1. Bring Your Harvest to the Office

Whether you work at a school or in an office, bring your extras in and let your coworkers take home what they want. Most people love receiving fresh fruits and vegetables. If you’re a stay-at-home mom, you can donate your surplus to a relative to bring in with them.

2. Visit Your Neighbors

Say “Hi!” to your neighbors, and make an excuse to visit, by bringing some produce along. One of the best ways to build comradery with your neighbors is to share. Don’t be surprised if your neighbors return the favor by sharing what they grow with you. You can even start a seed exchange.

3. Sell Your Fruits and Veggies at the Farmer’s Market

If you love fresh air, you will love selling at your Saturday market. It’s pretty easy to book a booth and start a following. All you need is a mini chalkboard for prices, grocery bags, a couple of folding chairs, and a table. You can even advertise that you ’ll be there on Facebook gardening groups or with your friends. Prepare to meet a lot of friendly faces and share your talent with your community.

4. Sell Potted Arrangements

If you don’t grow many edibles, but you have a green thumb when it comes to succulents or flowers, try to sell your potted arrangements. You can do this at the farmer’s market, but you can also be quite successful by selling online. Setup up an online store, register a botanical domain name, and take clear photos of your plants. You’ll surely get your first sales pretty quickly.

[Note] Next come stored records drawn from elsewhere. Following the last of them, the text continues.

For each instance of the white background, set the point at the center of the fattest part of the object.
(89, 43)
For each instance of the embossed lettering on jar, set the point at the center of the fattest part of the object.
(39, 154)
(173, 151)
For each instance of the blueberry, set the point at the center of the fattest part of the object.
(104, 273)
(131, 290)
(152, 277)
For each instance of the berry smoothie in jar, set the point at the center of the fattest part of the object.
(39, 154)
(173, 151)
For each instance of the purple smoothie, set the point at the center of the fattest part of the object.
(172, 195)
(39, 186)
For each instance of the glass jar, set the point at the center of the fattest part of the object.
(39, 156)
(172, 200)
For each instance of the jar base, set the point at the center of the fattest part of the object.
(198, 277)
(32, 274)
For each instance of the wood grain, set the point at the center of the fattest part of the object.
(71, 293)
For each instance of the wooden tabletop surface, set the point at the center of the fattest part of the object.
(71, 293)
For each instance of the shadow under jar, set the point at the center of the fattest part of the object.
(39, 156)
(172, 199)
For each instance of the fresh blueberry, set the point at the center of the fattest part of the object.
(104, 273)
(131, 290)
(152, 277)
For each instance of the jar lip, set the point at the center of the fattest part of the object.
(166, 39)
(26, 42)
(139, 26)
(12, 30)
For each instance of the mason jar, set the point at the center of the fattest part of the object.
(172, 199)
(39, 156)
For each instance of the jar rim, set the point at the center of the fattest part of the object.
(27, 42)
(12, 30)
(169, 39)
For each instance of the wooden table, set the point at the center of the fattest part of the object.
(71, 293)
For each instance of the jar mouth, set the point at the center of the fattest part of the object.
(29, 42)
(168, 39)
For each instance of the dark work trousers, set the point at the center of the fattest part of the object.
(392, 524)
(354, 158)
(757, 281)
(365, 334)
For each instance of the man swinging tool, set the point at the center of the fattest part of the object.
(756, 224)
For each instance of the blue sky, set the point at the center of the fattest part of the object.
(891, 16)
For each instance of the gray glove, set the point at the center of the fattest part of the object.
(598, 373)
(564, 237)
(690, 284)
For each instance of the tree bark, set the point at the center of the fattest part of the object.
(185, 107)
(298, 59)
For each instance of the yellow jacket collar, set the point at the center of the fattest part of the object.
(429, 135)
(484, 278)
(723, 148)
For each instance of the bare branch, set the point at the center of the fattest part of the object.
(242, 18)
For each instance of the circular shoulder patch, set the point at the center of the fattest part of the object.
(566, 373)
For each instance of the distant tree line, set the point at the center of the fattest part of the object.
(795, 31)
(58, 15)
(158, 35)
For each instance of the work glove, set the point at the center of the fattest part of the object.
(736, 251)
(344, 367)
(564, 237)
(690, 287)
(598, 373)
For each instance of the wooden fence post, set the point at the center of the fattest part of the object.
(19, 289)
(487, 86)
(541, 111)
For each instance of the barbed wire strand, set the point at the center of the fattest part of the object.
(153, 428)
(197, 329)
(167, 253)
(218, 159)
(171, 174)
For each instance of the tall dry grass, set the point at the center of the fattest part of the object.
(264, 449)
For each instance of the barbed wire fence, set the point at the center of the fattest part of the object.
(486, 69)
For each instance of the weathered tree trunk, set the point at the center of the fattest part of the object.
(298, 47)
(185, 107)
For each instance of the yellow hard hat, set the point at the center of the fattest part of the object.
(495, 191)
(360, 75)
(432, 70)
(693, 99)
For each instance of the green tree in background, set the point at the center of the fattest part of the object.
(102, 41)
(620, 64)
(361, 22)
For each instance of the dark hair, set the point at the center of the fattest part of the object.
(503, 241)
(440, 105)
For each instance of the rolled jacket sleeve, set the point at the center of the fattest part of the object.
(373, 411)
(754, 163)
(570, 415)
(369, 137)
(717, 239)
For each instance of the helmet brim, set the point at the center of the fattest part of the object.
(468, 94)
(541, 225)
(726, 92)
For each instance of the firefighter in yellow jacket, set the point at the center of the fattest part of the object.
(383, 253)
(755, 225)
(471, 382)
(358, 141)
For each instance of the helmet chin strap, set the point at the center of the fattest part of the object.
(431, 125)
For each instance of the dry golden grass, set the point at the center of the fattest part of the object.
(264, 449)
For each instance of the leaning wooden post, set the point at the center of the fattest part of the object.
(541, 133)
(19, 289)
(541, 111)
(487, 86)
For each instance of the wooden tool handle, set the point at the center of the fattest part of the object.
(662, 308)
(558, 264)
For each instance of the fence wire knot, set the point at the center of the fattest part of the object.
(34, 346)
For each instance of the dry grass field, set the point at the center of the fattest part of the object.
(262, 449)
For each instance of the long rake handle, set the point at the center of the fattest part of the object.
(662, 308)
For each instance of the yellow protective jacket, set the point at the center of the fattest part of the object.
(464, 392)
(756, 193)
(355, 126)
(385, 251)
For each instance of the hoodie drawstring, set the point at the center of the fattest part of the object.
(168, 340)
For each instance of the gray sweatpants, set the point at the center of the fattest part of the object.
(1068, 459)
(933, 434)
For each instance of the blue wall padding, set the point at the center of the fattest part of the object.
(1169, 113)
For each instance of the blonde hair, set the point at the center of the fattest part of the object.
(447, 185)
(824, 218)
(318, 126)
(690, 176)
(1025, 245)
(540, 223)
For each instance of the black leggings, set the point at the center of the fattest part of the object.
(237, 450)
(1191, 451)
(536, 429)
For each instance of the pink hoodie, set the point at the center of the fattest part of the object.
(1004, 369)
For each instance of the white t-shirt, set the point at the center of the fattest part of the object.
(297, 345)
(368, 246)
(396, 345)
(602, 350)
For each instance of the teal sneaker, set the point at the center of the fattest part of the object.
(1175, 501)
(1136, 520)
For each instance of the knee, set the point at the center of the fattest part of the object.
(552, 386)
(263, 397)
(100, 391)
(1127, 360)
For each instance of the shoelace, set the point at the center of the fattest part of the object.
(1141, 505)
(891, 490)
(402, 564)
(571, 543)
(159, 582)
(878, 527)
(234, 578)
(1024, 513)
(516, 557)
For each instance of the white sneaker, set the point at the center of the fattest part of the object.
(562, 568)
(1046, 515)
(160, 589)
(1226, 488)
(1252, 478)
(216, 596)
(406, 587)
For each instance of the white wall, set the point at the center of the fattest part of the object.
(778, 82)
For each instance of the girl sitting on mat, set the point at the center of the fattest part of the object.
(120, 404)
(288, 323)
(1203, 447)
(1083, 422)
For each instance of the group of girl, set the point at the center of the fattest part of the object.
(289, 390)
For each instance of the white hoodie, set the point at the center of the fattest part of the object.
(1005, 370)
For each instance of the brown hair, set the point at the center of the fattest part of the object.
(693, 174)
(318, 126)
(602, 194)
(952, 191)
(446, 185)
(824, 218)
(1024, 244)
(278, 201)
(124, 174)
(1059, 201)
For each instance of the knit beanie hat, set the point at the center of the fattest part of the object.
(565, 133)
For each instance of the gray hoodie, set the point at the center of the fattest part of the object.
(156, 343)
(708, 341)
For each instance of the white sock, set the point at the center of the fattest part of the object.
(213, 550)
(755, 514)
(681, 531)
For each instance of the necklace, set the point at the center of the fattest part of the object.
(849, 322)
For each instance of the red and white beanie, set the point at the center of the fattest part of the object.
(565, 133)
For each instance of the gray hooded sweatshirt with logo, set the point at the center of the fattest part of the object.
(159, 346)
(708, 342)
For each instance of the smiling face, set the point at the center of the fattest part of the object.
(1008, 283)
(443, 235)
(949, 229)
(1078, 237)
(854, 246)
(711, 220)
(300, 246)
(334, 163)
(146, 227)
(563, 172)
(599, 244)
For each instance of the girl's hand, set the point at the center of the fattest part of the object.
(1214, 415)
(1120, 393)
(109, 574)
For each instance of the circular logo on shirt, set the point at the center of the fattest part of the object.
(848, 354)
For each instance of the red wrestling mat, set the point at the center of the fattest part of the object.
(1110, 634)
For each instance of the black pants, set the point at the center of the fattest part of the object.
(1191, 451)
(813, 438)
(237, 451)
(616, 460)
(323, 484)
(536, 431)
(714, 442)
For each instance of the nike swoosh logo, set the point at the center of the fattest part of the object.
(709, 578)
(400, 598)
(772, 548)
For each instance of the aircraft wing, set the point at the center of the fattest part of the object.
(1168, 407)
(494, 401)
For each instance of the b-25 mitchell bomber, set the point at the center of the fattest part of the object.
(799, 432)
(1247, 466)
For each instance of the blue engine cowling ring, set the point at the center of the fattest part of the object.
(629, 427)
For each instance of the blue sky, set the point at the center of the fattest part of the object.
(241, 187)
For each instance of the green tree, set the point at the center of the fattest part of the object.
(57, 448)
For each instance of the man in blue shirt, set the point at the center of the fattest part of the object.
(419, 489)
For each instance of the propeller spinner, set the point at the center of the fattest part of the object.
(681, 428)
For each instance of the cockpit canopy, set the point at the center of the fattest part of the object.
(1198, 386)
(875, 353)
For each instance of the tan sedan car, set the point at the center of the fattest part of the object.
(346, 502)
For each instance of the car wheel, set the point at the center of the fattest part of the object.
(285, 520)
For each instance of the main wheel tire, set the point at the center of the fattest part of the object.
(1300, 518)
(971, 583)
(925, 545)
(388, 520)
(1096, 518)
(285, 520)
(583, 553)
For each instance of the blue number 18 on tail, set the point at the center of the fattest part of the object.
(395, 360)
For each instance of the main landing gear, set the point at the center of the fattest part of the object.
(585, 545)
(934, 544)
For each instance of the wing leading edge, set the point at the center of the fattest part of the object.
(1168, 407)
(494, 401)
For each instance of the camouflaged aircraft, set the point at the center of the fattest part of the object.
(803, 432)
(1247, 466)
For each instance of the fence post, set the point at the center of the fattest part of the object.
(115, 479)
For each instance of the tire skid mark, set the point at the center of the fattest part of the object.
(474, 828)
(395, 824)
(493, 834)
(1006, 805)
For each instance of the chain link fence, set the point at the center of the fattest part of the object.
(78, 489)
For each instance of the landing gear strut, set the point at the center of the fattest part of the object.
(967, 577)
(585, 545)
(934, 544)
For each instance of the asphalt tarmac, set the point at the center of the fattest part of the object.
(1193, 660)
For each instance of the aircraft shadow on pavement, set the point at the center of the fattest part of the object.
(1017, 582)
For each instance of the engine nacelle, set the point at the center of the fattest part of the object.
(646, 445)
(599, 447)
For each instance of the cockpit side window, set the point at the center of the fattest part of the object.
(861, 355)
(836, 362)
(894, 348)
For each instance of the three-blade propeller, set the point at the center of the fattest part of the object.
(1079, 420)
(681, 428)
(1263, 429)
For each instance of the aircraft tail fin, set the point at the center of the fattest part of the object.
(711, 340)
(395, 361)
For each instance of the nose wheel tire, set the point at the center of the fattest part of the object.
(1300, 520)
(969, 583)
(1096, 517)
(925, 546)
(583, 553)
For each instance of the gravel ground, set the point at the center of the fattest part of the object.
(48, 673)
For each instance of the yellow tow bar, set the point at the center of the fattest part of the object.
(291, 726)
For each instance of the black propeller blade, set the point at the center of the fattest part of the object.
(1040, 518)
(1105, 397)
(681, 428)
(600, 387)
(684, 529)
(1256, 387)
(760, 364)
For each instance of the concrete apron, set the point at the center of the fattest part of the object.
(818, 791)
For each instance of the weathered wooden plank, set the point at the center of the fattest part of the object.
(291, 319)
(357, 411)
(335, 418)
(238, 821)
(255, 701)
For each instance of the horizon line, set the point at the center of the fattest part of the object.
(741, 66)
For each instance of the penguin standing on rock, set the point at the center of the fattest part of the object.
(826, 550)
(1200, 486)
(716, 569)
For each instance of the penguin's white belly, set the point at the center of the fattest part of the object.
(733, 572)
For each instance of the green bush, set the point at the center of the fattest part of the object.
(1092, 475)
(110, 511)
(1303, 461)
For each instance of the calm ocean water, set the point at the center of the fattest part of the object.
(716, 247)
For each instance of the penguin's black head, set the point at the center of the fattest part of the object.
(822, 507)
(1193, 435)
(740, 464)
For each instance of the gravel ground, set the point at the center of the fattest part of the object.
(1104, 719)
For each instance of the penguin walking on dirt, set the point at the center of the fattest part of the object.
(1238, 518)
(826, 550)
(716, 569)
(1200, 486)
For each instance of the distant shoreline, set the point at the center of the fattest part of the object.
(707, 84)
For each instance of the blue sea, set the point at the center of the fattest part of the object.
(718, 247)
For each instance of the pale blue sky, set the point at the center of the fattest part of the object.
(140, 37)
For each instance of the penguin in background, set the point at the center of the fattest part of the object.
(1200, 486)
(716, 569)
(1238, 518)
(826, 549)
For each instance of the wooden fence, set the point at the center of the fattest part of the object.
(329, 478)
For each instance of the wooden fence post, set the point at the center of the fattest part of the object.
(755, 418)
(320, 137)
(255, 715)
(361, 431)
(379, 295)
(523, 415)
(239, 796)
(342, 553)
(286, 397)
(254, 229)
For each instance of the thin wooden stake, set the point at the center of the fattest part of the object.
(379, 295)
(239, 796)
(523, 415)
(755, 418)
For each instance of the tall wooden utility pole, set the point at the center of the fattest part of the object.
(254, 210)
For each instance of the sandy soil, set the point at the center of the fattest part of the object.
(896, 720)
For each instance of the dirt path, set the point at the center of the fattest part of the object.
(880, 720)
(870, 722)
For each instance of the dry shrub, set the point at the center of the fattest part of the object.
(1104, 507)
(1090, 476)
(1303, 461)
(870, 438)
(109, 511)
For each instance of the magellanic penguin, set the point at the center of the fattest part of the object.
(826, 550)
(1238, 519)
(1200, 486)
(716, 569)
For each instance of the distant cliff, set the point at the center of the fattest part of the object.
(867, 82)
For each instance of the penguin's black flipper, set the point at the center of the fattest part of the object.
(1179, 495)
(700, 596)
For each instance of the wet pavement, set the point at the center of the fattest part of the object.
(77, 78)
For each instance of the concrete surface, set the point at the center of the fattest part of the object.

5. Donate Your Harvest to a Good Cause

Look into local soup kitchens or Meal on Wheels, and see if they could use some extra fruits, veggies, or herbs. Being able to share your veggies means sharing all the great benefits of homegrown, fresh produce. You can also offer to donate flowers for table displays if you have a knack for arrangements. Flowers can brighten others’ days and add a touch of elegance to a soup kitchen or charity bake sale or dinner.

6. Setup a Roadside Display

If you have some extra crates or a potting table, set them up by your mailbox with your fruits and veggies arranged neatly. Create a little sign that explains your produce is free or for donation, and put some bags out, so your neighbors can easily carry their haul away. This will let your neighbors pick what they want or need without the pressure of socializing.

7. Bake, Bake, and Bake Some More

Some of us are gifted with the ability to bake, and some of us want to get better at the art of baking. Regardless of your baking ability, there are plenty of people that will gladly eat your zucchini bread or fresh-picked blueberry pie. So, if you have the time and you want to try out some new recipes, why not get started with your extra fruits and veggies. You can also use a variety of veggies in pot pies or baked casseroles.

8. Can Some Fruits and Vegetables for Later

Nothing beats a zesty homemade bread-and-butter pickle, but have you tried canned cauliflower, asparagus, pickled peppers, or beets? Canning your harvest lets you extend your hard work into the heat of the summer in the South or wintertime up north when the soil is too frozen to grow anything. Mason jars with bright, tasty veggies also make excellent presents.

9. Freeze Your Extras

Many of our favorite fruits and veggies freeze well. You can even make prepared pies to pass out to family members. If you have an appetite for soups and marinara, freeze some diced tomatoes. Peaches also hold up remarkably well when frozen. You can make some great pesto sauces that will last for months in the freezer and still taste fresh.

10. Use Veggies to Create a Seed Collection

Saving your seeds can save you money. While it may seem like a lot of work, preserving your seeds can help you stockpile some of your favorite plants. You can potentially save quite a bit of money if you have a large garden that needs to be reseeded every spring. DIY seed packets also make fun and unique gifts for your neighbors and loved ones.

Before becoming overwhelmed in by how plentiful your garden has been, starting thinking of how you’re going to spread the love to your community and beyond. You can meet some fantastic people and other great gardeners along the way. Keep up the good work and keep your garden healthy.